NAMA has an EU deadline of February 2011 to transfer all the loans, though as has been suggested here several times ultimately moving that deadline will be no big deal – the more important point is that NAMA’s objective is to replace a class of assets that has high overall “toxicity” in the PIs with cash-exchangeable NAMA bonds and that banks can use these to restore credit conditions in the economy. That is the real risk to the State from delays in NAMA’s acquisition stage.

Will NAMA be reducing the amount of paperwork required so that it can complete due diligence of loans acquired.
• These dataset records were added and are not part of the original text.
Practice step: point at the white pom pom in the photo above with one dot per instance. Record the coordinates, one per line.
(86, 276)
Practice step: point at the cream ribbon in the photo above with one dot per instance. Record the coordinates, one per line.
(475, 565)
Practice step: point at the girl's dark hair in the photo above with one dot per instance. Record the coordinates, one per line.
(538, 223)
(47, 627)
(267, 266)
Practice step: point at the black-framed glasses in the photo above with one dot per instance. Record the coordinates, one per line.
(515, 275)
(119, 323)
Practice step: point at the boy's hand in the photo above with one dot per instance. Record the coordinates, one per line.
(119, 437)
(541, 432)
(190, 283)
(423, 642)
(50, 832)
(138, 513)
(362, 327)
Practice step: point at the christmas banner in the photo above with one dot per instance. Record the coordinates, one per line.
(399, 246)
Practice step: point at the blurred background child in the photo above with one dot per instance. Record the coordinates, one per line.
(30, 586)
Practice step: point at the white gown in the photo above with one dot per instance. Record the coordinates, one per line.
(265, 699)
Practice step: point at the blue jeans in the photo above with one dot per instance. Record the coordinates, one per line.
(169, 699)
Famously NAMA requires 1000 items of data for each loan and banks are not happy with the burden that places on them. Reducing the data requirements might expedite transfers but will it make valuations riskier and will the EU accept the valuations?

What is happening with NAMA-bound loans at the PIs that are being disposed of? AIB in the UK is disposing of €3.2bn of loans, Anglo €1bn in the UK and US and BoI has reduced its estimate of NAMA-bound loans from €16bn to €12.2bn. Why is NAMA allowing these loans to slip away and will it provide an update?
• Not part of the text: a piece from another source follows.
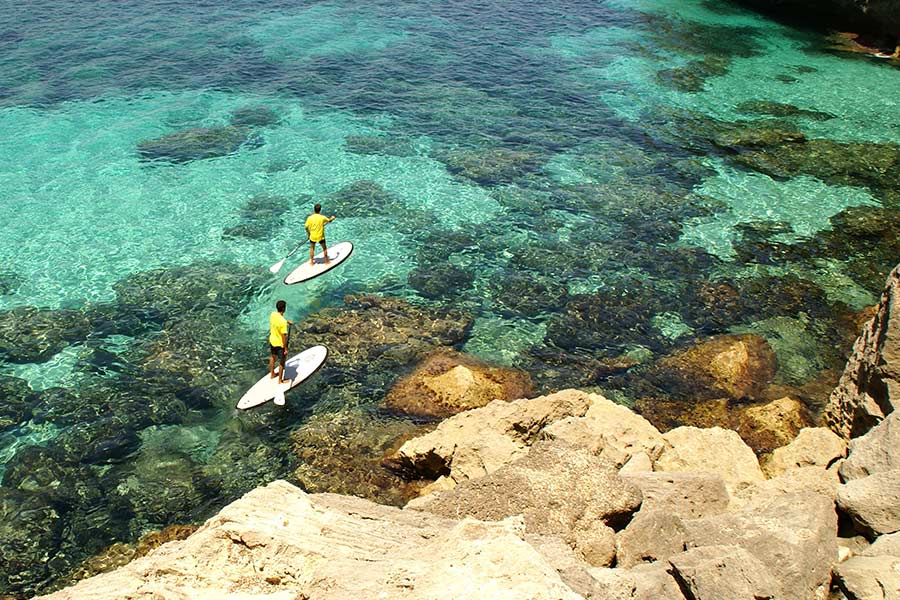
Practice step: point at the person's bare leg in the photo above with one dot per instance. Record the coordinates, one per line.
(281, 372)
Hopefully we’ll have answers to the above in the next couple of days.

UPDATE: 30th September, 2010. With this morning’s announcements from the Minister for Finance Brian Lenihan and the Central Bank Governor and Financial Regulator, it remains unclear if Tranche 3 has been abandoned. NAMA will hopefull issue a statement later today to confirm the tranche arrangements in light of the earlier announcements.